Adobe Flash hasn’t been supported for mobile devices since 2011 and has been gradually removed from desktop browsers over the past several years, following an agreement between the big tech companies and Adobe. All, that is, except Apple, which has never supported Flash - in fact, Steve Jobs’ hostility towards it was legendary. For those too young to remember—Adobe Flash changed everything. The Internet of the 1990s was one of static pages made up of text and the odd low-end photo. The Flash player and runtime brought users animation, sound, video, games - all in a package that rendered perfectly in the browser, without interfering with the surrounding HTML.

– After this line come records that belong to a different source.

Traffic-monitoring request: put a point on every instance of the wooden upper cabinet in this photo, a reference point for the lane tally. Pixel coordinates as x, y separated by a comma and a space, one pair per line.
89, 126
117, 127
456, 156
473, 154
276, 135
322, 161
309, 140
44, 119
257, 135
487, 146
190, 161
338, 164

It was clunky. It was unreliable at times. But its part in driving forward the look, and the progress of our online lives should never be underestimated. Back at the start of the dot.com bubble, companies like Moonfruit offered WYSIWYG websites, built entirely in Flash. Moonfruit migrated to HTML5 in 2016, reflecting the direction of travel. The web was, by this stage, so much faster than Adobe Flash had gone from being its enabler to being its millstone. Nevertheless, with hundreds of thousands of instances of Flash content still active and the number of zero-day vulnerabilities sky-rocketing, it was decided in 2017 that Adobe would have to be phased out slowly, rather than being shut off straight away. Since then, browsers have slowly begun to restrict access to Flash content. Even Google Chrome, which had skin in the game (Google’s ads business still relied heavily on Flash content at the time) began the process which finishes today.

In a note in the final release notes, Adobe said: “We want to take a moment to thank all of our customers and developers who have used and created amazing Flash Player content over the last two decades.  We are proud that Flash had a crucial role in evolving web content across animation, interactivity, audio, and video.  We are excited to help lead the next era of digital experiences.”

Adobe has confirmed that Flash reaches EoL (end-of-life) on the last day of 2020. From January 12th, 2021, it will actively block the plug-in from running content at the server-side. It has been confirmed that failure to accept today’s update won’t make a difference - the self-destruct payload has been included in the code for months already. Adobe has recommended that Flash Player should be uninstalled from users’ systems. This is reinforced by stronger on-screen warnings in today's release. Keeping it installed won’t harm your computer, but it could still leave some open security vulnerabilities that haven’t been discovered yet. The only exception is for users in China who will still receive updates to their localized version of Flash. Meanwhile, the company has confirmed that it will continue to concentrate on contributions to the development of the HTML5 standard, and the Adobe AIR platform which is unaffected by the closure.

And so farewell, Abobe Flash. Your time had come and gone—but without you, we wouldn't be where we are now, and for that, we salute you.